DP-LLM: Runtime Model Adaptation with Dynamic Layer-wise Precision Assignment [Paper]

Overview

Dynamic-Precision LLM (DP-LLM) is a model runtime adaptation mechanism that supports dynamic layer-wise precision assignment.

Warning: Currently, this repository only contains the performance evaluation codes. The codes for latency measurement will soon be updated.

Prerequisites

Prerequisites are identical to Any-Precision LLM.

Python 3.11
CUDA Toolkit 12 or higher
gcc-9 or higher

Setup

The setup process is identical to Any-Precision LLM.

Clone this repository.

git clone https://github.com/SNU-ARC/dp-llm
cd dp-llm

Install the required Python packages.

pip install -r requirements.txt

Install the Any-Precision CUDA kernels.

cd any_precision/modules/kernels
pip install .

Quick usage of DP-LLM

from any_precision import DPLLMForCausalLM

model = DPLLMForCausalLM.from_quantized(model_path,
              precisions=precisions,
              max_mem_dict=max_mem_dict,
              linear_reg_d=linear_reg_d,
              jl_d=jl_d,
              T_d=T_d,
              prefill_by_decode=True, # True for pp evaluation, 
                                      # False for downstream tasks
        )

precisions: An array of available precisions.
max_mem_dict: A dictionary containing the max precisions assigned for each linear layer.
linear_reg_d: A dictionary containing parameters for linear regression based relative error estimator.
jl_d: A dictionary containing parameters for random projection based relative error estimator (Noted as G in the paper).
T_d: A dictionary containing threshold values for each linear layer (Noted as T in the paper).
prefill_by_decode: For perplexity evaluations, set to True for efficient evaluations. When set to True, the model will activate dynamic precision assignment during the prefill phase. When set to False, max precision will be used for the prefill phase, and dynamic precision assignment will only be active during the decoding phase.

Pre- Fine-tuned results

Some fine-tuned results are provided for quick evaluation. The pre-finetuned results can be found at https://github.com/SNU-ARC/DP-LLM_pre_finetuned.

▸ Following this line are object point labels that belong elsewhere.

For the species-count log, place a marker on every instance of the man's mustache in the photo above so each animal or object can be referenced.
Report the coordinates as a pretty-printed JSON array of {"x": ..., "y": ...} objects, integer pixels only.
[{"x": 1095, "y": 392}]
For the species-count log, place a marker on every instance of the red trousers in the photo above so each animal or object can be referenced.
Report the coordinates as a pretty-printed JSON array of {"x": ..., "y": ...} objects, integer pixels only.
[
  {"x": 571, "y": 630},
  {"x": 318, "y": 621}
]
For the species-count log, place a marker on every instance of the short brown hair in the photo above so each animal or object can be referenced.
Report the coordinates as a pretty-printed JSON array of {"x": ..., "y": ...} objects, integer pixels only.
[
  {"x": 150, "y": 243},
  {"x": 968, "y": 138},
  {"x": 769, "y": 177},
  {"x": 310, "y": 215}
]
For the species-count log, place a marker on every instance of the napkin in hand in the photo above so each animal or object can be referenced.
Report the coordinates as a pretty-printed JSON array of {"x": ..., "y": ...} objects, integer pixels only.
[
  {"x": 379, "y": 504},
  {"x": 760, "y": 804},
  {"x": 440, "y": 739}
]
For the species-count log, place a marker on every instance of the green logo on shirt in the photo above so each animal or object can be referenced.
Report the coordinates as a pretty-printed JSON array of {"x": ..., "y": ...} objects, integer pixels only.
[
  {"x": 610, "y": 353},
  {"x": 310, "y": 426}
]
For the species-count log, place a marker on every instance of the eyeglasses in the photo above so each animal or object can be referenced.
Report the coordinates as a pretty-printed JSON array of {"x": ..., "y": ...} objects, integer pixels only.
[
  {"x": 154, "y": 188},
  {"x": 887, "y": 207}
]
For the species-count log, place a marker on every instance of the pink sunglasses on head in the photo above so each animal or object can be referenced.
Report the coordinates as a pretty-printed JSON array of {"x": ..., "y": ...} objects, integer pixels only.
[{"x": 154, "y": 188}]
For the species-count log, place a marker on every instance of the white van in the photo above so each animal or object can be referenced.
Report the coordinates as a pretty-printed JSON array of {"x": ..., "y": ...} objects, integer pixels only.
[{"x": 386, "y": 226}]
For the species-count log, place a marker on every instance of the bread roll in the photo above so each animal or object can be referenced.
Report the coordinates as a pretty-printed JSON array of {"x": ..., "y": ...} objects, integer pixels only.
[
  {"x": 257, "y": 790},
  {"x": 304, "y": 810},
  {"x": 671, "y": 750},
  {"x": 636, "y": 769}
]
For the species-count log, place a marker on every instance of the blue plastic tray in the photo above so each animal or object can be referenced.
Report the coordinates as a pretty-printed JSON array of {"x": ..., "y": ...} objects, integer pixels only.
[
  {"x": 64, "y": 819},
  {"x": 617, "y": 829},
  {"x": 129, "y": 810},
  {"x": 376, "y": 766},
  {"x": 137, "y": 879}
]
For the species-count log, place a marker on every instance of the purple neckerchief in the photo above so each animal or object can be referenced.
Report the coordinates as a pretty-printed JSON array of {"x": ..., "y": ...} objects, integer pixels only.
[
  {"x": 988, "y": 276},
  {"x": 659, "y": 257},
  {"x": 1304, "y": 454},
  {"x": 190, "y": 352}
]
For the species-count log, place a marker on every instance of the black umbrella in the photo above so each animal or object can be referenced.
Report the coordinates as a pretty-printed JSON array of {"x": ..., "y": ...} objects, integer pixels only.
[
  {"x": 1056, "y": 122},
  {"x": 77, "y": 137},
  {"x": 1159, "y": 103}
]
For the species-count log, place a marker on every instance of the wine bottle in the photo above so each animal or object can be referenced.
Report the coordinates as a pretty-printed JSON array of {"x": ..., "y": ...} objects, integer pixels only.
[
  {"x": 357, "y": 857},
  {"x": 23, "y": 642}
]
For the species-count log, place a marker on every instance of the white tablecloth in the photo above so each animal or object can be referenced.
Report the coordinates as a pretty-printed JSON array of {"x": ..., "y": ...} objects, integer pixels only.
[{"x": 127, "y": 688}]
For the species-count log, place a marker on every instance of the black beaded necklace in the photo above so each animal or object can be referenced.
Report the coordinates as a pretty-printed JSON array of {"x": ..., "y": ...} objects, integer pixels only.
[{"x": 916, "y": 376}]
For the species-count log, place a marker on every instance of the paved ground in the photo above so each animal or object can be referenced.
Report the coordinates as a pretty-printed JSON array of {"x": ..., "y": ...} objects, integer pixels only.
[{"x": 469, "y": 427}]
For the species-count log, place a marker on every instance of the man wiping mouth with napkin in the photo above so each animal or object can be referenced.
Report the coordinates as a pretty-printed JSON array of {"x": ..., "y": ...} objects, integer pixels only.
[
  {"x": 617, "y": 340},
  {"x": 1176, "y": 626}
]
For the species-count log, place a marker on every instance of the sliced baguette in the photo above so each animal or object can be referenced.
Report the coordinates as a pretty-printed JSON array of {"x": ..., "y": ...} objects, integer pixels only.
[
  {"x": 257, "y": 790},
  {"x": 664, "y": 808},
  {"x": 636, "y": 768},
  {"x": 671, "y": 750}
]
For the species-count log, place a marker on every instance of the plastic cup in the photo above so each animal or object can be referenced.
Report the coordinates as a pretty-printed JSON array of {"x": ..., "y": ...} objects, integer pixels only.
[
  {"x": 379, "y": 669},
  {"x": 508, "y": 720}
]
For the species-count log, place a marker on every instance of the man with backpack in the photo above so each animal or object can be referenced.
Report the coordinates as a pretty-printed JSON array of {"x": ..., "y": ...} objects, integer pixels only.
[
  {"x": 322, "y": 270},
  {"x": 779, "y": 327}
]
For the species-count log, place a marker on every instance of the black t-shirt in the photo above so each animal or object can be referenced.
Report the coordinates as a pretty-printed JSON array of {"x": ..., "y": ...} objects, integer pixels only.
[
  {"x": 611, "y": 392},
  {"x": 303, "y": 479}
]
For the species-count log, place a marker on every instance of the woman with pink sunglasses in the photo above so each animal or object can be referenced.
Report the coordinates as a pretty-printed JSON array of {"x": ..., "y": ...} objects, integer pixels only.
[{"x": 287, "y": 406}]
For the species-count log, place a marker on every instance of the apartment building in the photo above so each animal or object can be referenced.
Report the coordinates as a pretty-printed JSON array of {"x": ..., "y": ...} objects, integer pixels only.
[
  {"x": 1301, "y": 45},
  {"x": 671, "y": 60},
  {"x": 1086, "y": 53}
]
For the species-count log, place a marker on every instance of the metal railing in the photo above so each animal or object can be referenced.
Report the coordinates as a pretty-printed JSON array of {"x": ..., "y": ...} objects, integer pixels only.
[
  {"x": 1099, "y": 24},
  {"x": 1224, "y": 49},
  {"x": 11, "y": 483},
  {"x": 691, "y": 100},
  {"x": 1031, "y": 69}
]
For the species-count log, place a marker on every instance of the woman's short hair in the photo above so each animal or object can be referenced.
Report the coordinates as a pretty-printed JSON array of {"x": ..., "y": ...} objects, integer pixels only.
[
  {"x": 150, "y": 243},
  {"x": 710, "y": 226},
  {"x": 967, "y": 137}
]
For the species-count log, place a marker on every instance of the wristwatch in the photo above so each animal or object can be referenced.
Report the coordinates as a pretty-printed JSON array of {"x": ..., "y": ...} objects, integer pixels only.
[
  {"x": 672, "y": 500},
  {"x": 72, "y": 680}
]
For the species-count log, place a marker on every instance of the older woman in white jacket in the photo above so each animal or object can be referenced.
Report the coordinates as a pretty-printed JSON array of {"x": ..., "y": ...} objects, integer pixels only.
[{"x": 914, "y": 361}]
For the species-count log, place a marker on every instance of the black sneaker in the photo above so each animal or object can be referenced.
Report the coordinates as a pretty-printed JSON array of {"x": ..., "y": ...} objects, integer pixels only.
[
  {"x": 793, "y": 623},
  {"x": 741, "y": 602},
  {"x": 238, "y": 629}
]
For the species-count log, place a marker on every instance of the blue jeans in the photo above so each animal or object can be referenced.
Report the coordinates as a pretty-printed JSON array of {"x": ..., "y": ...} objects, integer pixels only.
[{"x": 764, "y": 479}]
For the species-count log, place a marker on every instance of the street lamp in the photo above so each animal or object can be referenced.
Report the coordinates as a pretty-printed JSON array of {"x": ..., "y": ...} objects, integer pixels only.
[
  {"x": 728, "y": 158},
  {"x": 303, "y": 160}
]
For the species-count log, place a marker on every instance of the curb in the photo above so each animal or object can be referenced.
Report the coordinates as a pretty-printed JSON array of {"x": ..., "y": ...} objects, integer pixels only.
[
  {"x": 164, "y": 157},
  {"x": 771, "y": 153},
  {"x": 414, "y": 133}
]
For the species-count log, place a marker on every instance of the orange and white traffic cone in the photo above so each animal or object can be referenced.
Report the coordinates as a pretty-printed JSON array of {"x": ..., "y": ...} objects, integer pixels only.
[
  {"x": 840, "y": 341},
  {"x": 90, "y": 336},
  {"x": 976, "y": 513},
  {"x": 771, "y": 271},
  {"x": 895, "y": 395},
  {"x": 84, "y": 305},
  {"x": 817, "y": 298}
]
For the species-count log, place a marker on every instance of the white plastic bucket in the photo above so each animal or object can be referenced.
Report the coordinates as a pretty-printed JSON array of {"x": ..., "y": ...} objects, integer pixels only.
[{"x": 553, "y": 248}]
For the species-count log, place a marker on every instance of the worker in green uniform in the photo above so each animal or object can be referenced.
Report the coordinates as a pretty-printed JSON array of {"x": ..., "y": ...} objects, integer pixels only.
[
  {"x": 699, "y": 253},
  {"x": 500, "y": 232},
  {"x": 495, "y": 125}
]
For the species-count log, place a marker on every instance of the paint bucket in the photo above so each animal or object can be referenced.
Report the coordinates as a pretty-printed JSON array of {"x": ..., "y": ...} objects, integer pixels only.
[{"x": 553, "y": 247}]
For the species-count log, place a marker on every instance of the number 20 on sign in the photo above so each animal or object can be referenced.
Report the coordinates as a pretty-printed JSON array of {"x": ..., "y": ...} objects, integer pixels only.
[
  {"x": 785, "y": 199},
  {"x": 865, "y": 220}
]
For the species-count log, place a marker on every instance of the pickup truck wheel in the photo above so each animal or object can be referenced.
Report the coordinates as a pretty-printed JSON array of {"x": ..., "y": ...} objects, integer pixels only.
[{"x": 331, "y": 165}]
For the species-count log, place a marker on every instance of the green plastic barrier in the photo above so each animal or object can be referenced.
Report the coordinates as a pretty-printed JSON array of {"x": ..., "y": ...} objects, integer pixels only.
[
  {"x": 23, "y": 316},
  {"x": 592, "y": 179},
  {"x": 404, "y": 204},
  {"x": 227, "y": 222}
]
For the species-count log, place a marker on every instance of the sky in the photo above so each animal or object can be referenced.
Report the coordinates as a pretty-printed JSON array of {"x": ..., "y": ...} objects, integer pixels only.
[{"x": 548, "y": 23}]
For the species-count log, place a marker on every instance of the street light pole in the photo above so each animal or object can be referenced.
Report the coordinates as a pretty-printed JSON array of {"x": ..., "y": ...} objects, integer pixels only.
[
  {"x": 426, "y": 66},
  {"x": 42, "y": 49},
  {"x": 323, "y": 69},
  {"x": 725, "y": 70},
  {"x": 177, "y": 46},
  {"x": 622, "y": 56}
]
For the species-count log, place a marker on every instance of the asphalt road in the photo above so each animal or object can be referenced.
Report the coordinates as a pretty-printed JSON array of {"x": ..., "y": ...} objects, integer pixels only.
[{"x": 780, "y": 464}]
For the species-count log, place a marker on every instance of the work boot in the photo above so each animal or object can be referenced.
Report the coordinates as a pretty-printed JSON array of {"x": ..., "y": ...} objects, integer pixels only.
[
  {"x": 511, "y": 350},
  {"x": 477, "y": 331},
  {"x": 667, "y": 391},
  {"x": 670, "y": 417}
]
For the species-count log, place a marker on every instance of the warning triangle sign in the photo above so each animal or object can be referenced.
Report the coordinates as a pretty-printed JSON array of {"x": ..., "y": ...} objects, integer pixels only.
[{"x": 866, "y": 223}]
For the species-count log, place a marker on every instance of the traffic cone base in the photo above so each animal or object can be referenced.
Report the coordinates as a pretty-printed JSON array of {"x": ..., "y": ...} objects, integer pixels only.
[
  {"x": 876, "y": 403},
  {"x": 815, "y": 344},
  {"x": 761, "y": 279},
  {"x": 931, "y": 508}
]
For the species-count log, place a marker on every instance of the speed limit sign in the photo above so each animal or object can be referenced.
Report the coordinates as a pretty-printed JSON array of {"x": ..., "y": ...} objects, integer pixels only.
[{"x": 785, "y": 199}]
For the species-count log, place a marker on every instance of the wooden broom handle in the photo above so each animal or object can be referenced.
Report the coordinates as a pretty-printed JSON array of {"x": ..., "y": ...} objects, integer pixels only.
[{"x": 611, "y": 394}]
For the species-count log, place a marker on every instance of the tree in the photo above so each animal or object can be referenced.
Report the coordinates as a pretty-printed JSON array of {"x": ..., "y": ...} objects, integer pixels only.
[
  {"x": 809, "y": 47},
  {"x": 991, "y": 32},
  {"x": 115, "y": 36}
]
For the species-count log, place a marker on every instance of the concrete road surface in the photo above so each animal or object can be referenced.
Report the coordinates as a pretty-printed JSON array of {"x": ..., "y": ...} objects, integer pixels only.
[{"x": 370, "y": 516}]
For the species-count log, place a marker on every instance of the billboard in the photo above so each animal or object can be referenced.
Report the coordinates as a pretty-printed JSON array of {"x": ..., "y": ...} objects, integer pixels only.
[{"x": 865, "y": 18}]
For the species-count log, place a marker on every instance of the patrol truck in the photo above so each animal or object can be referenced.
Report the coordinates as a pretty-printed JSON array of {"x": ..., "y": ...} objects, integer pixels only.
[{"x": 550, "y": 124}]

Load each .pt files within the directory using torch.load, then provide them as arguments(max_mem_dict, linear_reg_d, jl_d and T_d).

The following configurations are available:

Meta-Llama-3-8B, 3,4,5,6 bits, 5.0-bit memory budget: 3.25, 3.5, 3.75, 4.0, 4.25, 4.5, 4.75 target precisions

Run DP-LLM

0. Quantize a model using Any-Precision LLM

Please refer to https://github.com/SNU-ARC/any-precision-llm#quantization for more precise instructions.

python quantize.py <model> [options]

1. Record linear sizes

Run 0_set_configs.py to record linear sizes and write them to the config files.

python 0_set_configs.py <ap_model_path>

# e.g. 
# python 0_set_configs.py cache/packed/anyprec-(Meta-Llama-3-8B-hf)-w8_orig3-gc1-c4_s100_blk512

2. Find layer-wise maximum precision

Run 1_find_maxmem.py to find layer-wise maximum precision.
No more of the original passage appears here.